Sexually transmitted diseases, for centuries lumped together as ‘Venereal Disease’, or ‘VD’ for short, have always marched in lock-step with soldiers from all armies wherever they have served.
During the twentieth century at least 125,000 Australian soldiers contracted VD while serving in overseas deployments — the equivalent of six World War I infantry divisions.
Until the advent of penicillin in the mid-1940s, the two most common and most devastating sexually transmitted diseases were gonorrhoea and syphilis. During the overseas deployments of the Australian Army during the twentieth century, these two debilitating, disfiguring, embarrassing and potentially lethal diseases put tens of thousands of soldiers out of action for weeks at a time.
Gonorrhoea and syphilis weakened the Australian Army, seriously reducing its operational capability. These two diseases also incurred huge financial costs for Australian citizens, whose taxes went into recruiting and training whole cohorts of new troops to replace those hospitalised by VD and effectively lost to the Army for months on end. In addition, sexually transmitted diseases imposed enormous strain on the Army’s usually over-stretched health services. Essentially preventable and self-inflicted, they diverted resources that could otherwise have been devoted to treating and rehabilitating soldiers wounded in action.
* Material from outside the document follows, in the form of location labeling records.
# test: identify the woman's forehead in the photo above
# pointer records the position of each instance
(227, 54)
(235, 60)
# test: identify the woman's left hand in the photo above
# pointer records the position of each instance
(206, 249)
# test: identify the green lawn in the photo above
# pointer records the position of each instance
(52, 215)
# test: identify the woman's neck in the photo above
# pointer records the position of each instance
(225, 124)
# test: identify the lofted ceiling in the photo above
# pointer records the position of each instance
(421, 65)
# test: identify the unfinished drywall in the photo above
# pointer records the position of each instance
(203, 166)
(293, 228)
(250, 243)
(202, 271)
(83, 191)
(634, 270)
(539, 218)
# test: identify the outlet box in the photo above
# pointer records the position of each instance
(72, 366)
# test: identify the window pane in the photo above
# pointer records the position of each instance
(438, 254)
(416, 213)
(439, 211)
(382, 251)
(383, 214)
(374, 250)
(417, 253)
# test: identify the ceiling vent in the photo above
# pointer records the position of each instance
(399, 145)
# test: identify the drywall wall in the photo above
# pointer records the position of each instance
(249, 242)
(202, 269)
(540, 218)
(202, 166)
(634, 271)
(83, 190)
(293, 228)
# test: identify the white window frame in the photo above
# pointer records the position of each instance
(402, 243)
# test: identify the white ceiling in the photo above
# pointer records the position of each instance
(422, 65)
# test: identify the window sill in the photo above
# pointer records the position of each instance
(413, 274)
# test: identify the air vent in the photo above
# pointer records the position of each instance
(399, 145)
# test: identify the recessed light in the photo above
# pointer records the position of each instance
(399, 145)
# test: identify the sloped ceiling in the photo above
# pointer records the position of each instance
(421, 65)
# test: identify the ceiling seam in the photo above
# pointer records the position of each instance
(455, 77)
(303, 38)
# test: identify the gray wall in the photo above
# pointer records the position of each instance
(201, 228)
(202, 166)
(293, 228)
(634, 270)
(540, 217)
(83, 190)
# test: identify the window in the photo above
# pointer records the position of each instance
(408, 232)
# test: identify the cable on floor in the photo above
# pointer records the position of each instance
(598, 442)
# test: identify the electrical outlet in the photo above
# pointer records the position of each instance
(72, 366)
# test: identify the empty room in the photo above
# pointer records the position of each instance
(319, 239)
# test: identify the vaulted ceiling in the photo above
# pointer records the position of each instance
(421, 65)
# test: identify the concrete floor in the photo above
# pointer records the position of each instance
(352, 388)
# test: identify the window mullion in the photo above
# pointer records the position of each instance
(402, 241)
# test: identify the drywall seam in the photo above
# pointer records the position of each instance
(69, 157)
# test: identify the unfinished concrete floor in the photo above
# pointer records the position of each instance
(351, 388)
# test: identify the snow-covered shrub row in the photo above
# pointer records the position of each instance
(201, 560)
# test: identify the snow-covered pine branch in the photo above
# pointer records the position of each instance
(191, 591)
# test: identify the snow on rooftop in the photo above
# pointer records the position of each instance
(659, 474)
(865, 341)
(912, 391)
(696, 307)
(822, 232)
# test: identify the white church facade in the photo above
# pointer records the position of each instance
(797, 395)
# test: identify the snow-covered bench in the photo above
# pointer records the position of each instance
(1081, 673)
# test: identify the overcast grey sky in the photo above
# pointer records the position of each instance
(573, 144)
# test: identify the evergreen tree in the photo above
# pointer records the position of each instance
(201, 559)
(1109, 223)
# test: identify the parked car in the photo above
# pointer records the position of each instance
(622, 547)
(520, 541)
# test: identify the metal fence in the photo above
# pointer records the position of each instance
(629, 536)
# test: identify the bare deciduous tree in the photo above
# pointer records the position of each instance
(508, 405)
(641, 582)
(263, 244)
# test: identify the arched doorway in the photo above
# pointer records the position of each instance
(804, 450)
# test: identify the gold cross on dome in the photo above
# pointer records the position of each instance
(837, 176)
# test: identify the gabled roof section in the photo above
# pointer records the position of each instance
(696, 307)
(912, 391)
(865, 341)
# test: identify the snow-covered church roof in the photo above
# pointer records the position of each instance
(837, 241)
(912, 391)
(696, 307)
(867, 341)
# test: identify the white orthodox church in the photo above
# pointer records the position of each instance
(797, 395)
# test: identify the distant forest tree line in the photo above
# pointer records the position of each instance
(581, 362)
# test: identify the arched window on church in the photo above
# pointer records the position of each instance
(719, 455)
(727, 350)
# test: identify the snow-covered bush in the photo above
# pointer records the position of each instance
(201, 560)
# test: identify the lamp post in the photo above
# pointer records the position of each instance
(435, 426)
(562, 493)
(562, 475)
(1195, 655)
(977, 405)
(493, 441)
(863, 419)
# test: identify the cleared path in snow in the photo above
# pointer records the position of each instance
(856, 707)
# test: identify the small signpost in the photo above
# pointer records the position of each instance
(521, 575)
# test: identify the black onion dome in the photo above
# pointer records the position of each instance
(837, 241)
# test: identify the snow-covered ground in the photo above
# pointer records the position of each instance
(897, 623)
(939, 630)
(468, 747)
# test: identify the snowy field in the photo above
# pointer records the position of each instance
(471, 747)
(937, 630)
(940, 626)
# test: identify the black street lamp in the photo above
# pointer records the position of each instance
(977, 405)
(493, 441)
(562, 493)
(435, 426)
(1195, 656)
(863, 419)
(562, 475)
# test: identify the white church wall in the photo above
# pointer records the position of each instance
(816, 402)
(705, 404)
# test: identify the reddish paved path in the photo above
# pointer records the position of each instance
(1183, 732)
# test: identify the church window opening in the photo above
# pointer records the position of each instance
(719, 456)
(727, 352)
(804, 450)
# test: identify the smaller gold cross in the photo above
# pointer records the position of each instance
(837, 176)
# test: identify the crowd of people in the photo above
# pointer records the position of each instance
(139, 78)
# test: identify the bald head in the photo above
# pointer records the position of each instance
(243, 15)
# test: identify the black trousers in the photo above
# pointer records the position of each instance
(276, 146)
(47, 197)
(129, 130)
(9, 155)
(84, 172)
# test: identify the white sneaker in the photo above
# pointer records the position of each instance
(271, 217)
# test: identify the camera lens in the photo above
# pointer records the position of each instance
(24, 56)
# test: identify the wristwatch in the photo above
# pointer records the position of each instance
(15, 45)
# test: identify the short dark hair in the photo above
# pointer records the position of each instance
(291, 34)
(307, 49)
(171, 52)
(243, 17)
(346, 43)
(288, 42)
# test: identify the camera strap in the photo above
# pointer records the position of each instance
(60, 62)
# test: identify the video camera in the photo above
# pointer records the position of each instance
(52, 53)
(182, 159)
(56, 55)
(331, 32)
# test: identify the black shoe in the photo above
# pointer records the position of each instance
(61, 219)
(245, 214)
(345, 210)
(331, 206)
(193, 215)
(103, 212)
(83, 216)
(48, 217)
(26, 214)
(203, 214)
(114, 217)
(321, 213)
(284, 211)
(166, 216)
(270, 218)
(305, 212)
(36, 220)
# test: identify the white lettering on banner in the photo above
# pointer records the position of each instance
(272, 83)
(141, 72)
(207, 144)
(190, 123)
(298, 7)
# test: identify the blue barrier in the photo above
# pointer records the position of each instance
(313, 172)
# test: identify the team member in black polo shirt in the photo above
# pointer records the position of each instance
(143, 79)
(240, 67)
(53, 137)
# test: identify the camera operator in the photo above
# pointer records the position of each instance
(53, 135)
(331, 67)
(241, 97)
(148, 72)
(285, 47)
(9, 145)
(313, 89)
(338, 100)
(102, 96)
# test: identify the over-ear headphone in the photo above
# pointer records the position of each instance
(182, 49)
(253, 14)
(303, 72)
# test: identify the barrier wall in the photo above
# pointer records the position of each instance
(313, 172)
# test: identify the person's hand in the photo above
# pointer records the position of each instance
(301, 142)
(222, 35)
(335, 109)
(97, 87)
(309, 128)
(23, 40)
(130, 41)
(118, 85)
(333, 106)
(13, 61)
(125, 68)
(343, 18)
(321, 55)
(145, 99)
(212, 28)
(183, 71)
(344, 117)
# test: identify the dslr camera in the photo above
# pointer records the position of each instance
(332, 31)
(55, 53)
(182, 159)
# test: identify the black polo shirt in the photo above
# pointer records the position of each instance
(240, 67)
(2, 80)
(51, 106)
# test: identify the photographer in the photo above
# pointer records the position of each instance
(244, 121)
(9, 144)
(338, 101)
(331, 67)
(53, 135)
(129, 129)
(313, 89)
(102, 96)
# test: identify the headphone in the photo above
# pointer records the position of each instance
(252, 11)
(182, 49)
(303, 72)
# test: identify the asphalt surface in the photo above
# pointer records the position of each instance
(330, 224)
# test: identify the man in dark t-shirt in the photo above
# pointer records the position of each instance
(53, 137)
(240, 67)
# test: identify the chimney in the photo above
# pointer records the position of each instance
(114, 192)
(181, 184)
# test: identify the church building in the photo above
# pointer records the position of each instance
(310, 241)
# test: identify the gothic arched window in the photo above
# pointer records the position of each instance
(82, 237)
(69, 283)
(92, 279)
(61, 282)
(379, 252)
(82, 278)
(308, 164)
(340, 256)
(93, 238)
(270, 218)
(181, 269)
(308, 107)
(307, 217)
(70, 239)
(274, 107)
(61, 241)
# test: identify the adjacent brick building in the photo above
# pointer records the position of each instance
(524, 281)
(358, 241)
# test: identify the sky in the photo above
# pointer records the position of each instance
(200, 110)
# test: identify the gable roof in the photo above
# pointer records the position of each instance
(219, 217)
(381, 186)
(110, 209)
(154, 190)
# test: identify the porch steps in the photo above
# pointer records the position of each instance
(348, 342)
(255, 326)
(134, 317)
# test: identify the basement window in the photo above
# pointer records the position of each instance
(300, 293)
There were social costs as well because the soldiers who contracted VD were the menfolk of Australian women. The soldiers were largely inexperienced young men who were far from home and faced an uncertain future. The women they left behind would have been appalled to know that the soldiers they had lovingly farewelled would spend months in hospital being treated for diseases that were so taboo they could not be discussed around the family dinner table.
In this honest, courageous book, Ian Howie-Willis tells the perplexing story of how two microscopic sexually transmitted organisms, Neisseria gonorrhoeae and Treponema pallidum, the bacteria causing gonorrhoea and syphilis, wreaked enormous havoc among Australian troops in all their wars, from South Africa in 1898–1902 to Vietnam in 1962–1973 and beyond.